Mr. Siegel, fresh from cooking a kosher Chinese dinner for 150 at his synagogue near Syracuse, says back in the early 1900s, when a huge influx of Jewish and Chinese immigrants came to Lower Manhattan, the Jews felt safe and free from anti-Semitism at Chinese restaurants.
"If they ate at a Chinese restaurant, it meant they were going to try new things," he says.
From here, the relationship was born. Another old joke from my grandparents' time was that some people who ostensibly kept kosher had three sets of dishes (milchig-dairy, fleischig-meat and treif-not kosher - used for Chinese take-out). At least, Chinese food didn't mix meat and milk so on some level it was "safer" than other foreign cuisines.
Today, of course, in many observant US Jewish neighborhoods, there is a plethora of kosher Chinese places. I have been to some that are very good (Los Angeles in particular) and some that are awful (various East Coast suburbs).
The article mentions sociologists Gaye Tuchman and Harry G. Levine's 1992 paper, "Safe Treyf : New York Jews and Chinese Food."
"Over the years, New York Jews have found in Chinese restaurant food a flexible open symbol, a kind of blank screen on which they have projected a series of themes relating to their identity as modern Jews and as New Yorkers," the authors wrote. "These themes were not inherent in the food itself, nor did they arise from Chinese Americans' view of their own cuisine.

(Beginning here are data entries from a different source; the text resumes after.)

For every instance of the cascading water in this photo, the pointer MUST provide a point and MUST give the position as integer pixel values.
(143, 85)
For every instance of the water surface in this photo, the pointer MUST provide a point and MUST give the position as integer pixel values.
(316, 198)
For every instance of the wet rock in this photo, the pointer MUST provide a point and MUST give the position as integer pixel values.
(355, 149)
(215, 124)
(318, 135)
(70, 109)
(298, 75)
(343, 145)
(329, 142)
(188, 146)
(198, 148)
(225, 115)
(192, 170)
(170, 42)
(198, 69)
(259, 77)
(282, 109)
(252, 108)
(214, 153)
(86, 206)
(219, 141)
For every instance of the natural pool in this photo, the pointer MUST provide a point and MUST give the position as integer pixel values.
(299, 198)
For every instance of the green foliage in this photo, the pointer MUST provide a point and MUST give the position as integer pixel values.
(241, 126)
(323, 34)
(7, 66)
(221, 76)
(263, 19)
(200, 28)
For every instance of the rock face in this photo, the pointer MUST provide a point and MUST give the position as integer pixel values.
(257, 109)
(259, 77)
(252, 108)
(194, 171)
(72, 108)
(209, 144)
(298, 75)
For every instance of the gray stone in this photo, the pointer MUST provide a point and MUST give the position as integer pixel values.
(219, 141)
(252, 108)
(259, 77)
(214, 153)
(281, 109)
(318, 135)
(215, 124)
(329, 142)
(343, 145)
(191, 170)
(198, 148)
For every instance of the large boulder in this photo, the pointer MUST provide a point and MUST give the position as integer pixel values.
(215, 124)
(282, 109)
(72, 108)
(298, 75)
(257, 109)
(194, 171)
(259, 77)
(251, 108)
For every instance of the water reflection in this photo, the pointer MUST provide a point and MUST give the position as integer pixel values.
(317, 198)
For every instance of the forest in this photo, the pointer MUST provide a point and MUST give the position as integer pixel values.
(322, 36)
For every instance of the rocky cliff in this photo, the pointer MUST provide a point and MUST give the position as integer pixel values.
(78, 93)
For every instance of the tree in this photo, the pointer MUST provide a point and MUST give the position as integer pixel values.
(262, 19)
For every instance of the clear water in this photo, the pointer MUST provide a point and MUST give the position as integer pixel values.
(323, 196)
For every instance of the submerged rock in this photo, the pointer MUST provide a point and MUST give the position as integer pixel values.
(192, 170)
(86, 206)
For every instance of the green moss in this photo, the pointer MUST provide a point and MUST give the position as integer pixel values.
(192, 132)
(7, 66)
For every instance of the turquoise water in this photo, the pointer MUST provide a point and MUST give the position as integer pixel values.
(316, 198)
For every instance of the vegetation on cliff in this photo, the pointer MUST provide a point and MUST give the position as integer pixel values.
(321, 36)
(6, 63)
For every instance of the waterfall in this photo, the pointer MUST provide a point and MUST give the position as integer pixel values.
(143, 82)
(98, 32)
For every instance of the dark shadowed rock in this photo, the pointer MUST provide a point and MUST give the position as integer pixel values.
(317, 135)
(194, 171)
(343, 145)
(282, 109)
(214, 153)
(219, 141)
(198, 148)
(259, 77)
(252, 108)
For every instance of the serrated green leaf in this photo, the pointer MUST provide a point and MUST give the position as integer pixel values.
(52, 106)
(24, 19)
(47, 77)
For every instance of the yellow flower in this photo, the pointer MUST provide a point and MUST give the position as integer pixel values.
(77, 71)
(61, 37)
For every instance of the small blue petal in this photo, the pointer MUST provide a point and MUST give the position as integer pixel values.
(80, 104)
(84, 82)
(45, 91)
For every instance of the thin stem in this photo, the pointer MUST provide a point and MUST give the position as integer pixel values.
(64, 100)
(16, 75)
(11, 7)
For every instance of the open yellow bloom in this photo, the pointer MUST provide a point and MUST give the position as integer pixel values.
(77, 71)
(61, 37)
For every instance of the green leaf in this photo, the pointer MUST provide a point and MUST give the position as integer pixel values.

"Chinese food is unkosher and therefore non-Jewish," Ms. Tuchman and Mr. Levine wrote. "But because of the specific ways Chinese food is prepared and served, immigrant Jews and their children found Chinese food to be more attractive and less threatening than other non-Jewish or food...Chinese restaurant food used some ingredients that were familiar to Eastern European Jews. Chinese cuisine also does not mix milk and meat; indeed it doesn't use dairy products at all."
Of course, pork and shellfish are used in this cuisine, but Siegel comments that some people curved - if not bent - the rules and felt that if the forbidden ingredients were chopped into teeny tiny pieces, and if they couldn't recognize it, then it was OK to eat.
Tuchman and Levine also point out that Chinese restaurant food was considered cosmopolitan. In New York City, immigrants (and their children and grandchildren) got used to the idea that modern American Jews did this together. Thus, the tradition became part of ordinary life.